While many of you may have read this in newspapers and textbooks, I have fought in the Kargil War. I was right there, on high-altitude terrain, about 205 kms outside Srinagar, in the chilly mountain air – an experience that was out of this world.
I have served in the Indian army for more than 20 years, so I am no stranger to challenges, uncertainty, and bodily discomforts.
First a Fall
During my time in the army, I vividly recall this one time when we were returning to our base in our artillery truck. I was sitting in the driver’s cabin while the rest of our section, about four soldiers, were in the cabin behind us.
The path we were taking was narrow, mountainous, with a steep cliff drop. I remember noticing that we were on the edge of the road and the very next second, our truck fell down the cliff.
I don’t remember what happened next but when I regained consciousness, I was hanging from the branch of a tree. I was taken to a hospital in Srinagar. I had fractures in two of my ribs, my shoulder was dislocated and the skin on my head had to be stitched back together.
As you can imagine, I was in a lot of pain. But it was the kind of pain that fills you with pride because it is in the service of your country. I was told that the rest of my section, those who were sitting in the cabin behind me, could not be found.
We later realised that they had not survived the fall. These were men whom I fought alongside.

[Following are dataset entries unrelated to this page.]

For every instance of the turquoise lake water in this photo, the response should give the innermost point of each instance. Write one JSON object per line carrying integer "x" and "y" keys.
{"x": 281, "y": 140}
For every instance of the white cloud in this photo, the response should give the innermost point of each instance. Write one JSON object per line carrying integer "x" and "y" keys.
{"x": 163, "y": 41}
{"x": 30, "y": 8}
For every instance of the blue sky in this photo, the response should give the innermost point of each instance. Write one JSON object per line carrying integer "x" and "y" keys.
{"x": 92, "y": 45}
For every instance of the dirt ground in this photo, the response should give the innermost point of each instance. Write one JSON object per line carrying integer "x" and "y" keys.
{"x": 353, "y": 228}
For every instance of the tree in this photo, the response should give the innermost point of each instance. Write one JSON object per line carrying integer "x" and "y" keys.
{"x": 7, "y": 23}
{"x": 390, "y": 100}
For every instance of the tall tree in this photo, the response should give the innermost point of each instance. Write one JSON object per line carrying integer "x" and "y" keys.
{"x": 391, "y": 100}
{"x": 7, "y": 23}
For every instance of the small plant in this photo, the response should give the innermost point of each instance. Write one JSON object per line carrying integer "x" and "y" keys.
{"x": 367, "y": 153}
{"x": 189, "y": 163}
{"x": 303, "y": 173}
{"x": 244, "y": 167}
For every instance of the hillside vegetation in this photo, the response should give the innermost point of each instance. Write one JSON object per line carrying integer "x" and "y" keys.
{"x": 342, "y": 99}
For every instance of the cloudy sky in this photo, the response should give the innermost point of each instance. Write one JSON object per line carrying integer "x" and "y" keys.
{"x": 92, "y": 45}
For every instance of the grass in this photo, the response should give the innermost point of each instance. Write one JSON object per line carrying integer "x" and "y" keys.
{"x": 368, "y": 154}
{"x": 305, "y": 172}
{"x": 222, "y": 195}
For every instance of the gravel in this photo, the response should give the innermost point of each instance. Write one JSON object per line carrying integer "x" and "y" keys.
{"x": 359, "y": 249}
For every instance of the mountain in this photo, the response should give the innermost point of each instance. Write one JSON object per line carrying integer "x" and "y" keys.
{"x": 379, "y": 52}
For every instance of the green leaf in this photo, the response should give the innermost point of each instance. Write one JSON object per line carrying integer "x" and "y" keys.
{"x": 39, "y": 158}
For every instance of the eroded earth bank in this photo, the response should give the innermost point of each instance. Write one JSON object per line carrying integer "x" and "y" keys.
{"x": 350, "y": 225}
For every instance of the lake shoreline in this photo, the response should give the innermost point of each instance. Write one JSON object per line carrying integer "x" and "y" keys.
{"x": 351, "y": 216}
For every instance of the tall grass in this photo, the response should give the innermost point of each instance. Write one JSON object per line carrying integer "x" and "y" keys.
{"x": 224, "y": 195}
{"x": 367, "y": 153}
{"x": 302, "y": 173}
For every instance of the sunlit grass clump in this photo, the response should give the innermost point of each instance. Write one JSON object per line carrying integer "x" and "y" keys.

It was after my retirement from the army that I was diagnosed with mouth cancer. My wife was so affected by this news that she was inconsolable. My children who live in Europe advised me to stay with them for the course of the treatment.
I refused as I had, and still, have complete confidence in the army hospitals of our country. They have the best surgeons and if anyone could help me, they could I was sure.
I began my treatment at the Command Hospital in Bangalore. The affected part of my mouth was surgically removed and then patched up with flesh from my forearm, which in turn was patched up with flesh from my thigh. After the surgery, there were eight rounds of chemotherapy.
Currently, I am in remission. There are several things I cannot do like I used to. My speech is less clear. I cannot drink anything without the help of a straw. When I eat, I need a bib as food dribbles out of my mouth. I have lost sensation in certain parts of my mouth and cannot control their movement. I cannot have anything spicy.
I wear a mask around my mouth as people are uncomfortable looking at my face, some even stare. This April, I plan to undergo plastic surgery. I am hoping that things will get better for me after that.
Coping with Cancer
My life in the army has taught me discipline, not just physical but also mental. Yet, it is very difficult for me to accept the effect cancer has had on my life.
At times, my mind wanders, wondering whether succumbing to the effects of war would have been better than to cancer. I agree that this is a very pessimistic thought, but only someone who has walked a mile in my shoes will know what I mean.
In our society, there is a visible stigma associated with cancer. People don’t know much about this disease. I have people who think that cancer is contagious, and have kept away from me.
This is why I wear a mask when I leave my home. I don’t want to repulse anyone with my looks. But when I see people smoking or chewing tobacco, I walk up to them and take off my mask. I ask them, “Do you want a mouth like this? If you don’t, then stop using tobacco right now.”
You will be amazed at how successful these attempts have been. I know of at least fifteen people who have given up smoking or chewing tobacco after I accosted them in this manner. I’m glad to be of use in this way!
Spread the Word
In however many years I have left in this lifetime, I would like to spread awareness about cancer. I am particularly interested in talking to people about the link between tobacco consumption and cancer.
This is a message we hear daily, when we watch a movie, or even on the packaging of cigarettes and gutka. Yet, so many people continue to consume tobacco in different forms. I want to get through to them, to convince them to stop, to help save their life.
I am very fortunate to have been treated in army hospitals, at no cost. The treatment for cancer is very expensive and it can consume the entire life-savings of your family. Most of us cannot even afford the long and expensive treatments conducted at corporate hospitals.
The sooner this stark reality sinks into the minds of everyone, the sooner they will adopt a healthier lifestyle. I do understand that not everyone who smokes develops cancer. But there is a strong link between these two. So let us reduce the risk of cancer by giving up these harmful habits.
Word of Advice
The next time you pick up a cigarette or open a packet of gutka, please remember me – the humiliation and suffering cancer has caused me. Also, remember my family who has had to share this suffering with me.
If not for yourself, then for your family, throw that piece of tobacco down. This is my most earnest advice to you. If you won’t learn from my experience, you will have to learn from your own.